(a) The thermal circuit diagram is shown in Figure (b).
(b) The energy equation for the uniform temperature pipe-water segment is Q\mid_{A,1}=\int_{A_{1}}{(q_{ku}.s_{n})dA} =-(\rho c_{p}V)_{1}\frac{dT_{1}}{dt} +\dot{S}_{1} for Bi_{L}\lt 0.1, with Q_{1} =\dot{ S}_{ 1} = 0. Then we have
Q\mid_{A,1}=Q_{ku,1-\infty }+Q_{r,1-\infty }=-(\rho c_{p}V)_{1}\frac{dT_{1}}{dt}
The volume V is occupied by water (w) and brass (b), i.e.,
(\rho c_{p}V)_{1}=(\rho c_{p})_{w}\pi \frac{(D-2l)^{2}}{4}L +(\rho c_{p})_{b}\pi \frac{[D^{2}-(D-2l)^{2}]}{4}L
For surface radiation, for a two-surface enclosure, with A_{r,∞} \ll A_{r,1} and F_{1-∞} = 1, we have Q_{r,1-2}=A_{r,1}\epsilon _{r,1}[E_{b,1}(T_{1})-E_{b,2}(T_{2})] for F_{1-2}=1 with \frac{A_{r,1}}{A_{r,2}}\simeq 0 or \epsilon _{r,2} =1, i.e.,
Q_{r,1-∞} = A_{r,1}\epsilon_{r,1}σ_{SB}(T^{ 4}_{ 1} − T^{ 4}_{ s,∞}), A_{r,1} = πDL = A_{ku}.
The surface convection is given by \left\langle Q_{ku}\right\rangle _{L( or D)}=\frac{T_{s}-T_{f,\infty }}{\left\langle R_{ku}\right\rangle_{L(or D)} } =A_{ku}\frac{k_{f}}{L(or D)}\left\langle Nu\right\rangle _{L(or D)}(T_{s}-T_{f,\infty }), Re_{L(or D)}=\frac{u_{f,\infty }L(or D)}{v_{f}} , i.e.,
Q_{ku,1-\infty }=A_{ku}\left\langle Nu\right\rangle _{L}\frac{k_{f}}{L}(T_{1}-T_{f,\infty })

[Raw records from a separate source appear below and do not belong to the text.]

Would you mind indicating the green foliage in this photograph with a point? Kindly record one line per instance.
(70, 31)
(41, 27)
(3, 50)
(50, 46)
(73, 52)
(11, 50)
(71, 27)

The Nusselt number is found from Table, where it is suggested that we use the correlation for the vertical plates, i.e.,
\left\langle Nu\right\rangle _{L}=[(\left\langle Nu_{L,l}\right\rangle) ^{6}+(\left\langle Nu_{L,t}\right\rangle )^{6}]^{1/6}
\left\langle Nu_{L,l}\right\rangle =\frac{2.8}{ln[(1 + 2.8/(a_{1}Ra^{1/4} )]}
\left\langle Nu_{L,t}\right\rangle =\frac{0.13Pr^{0.22}}{(1 + 0.61Pr^{0.81})^{ 0.42}} Ra_{L}^{1/3}
a_{1}=\frac{4}{3}\frac{0.503}{[1 + (0.492/Pr)^{9/16}] ^{4/9}}
Ra_{L}=\frac{g\beta _{f}(T_{f}-T_{f,\infty })L^{3}}{v_{f}\alpha _{f}}
The thermophysical properties are, at T = 300 K,
water : \rho _{w} = 997 kg/m^{3} Table
c_{p,w} = 4,179 J/kg-K Table
brass : \rho _{b} = 8,933 kg/m^{3} Table
c_{p,b} = 355 J/kg-K Table
\epsilon_{r,1} = 0.60 Table
air : k_{f} = 0.0267 W/m-K Table
β_{f} =\frac{1}{300} 1/K ideal gas \beta _{f}=\frac{1}{T_{f}}, p=\rho _{f}\frac{R_{g}}{M}T_{f}
ν_{f} = 1.566 × 10^{−5} m^{2}/s Table
α_{f} = 2.257 × 10^{−5} m^{2}/s Table
Pr = 0.69 Table
other parameters : T_{f,∞} = T_{s,∞} = 293.15 K
D = 0.06 m , l = 10^{−3} m , L = 0.3 m.
The results for T_{1}(t) are plotted in Figure (c). The results with and without the surface radiation are shown. The surface radiation accelerates the cooldown. Note that within about one hour, the water temperature drops to near 30^{\circ }C. This is the average surface temperature for the human skin. Any further drop in the temperature results in a cold sensation when this water flows over the human hands.
(c) From the case of no surface radiation, Q_{r,1-∞} = 0, and T_{1}(t)=T_{f,\infty }+[T_{1}(t=0)-T_{f,\infty }]e^{-t/\tau _{1}}+a_{1}\tau _{1}(1-e^{-t/\tau _{1}}), for \dot{S}_{ 1} − Q_{1} = 0 (a_{1} = 0), we have
T_{1}(t) = T_{f,∞} + [T_{1}(t = 0) − T_{f,∞}]e^{−t/\tau_{1}}
\tau_{1}= (ρc_{p}V)_{1}\left\langle R_{ku}\right\rangle _{L}
The solution is valid for a constant \left\langle R_{ku}\right\rangle _{L}. Here we use \left\langle R_{ku}\right\rangle _{L}(t = 0) = 4.353^{\circ }C/W.
\tau_{1} = 2307.2 × 3.997 = 9, 222 s
Now, after t = 2 hr = 7,200 s, we have
T^{1}(t = 2 hr) = 293.15(K) + (318.15 − 293.15)(K) e^{−[7,200 (s)]/[9,222 (s)]}
= 304.6 K = 31.45^{\circ}C.
This is what is found from the use of a solver (e.g., MATLAB) by setting \epsilon _{r,1} = 0, and using a constant \left\langle R_{ku}\right\rangle _{L}(t = 0), as shown in Figure (c). The effect of variable \left\langle R_{ku}\right\rangle _{L} is less profound compared to that of surface emissivity.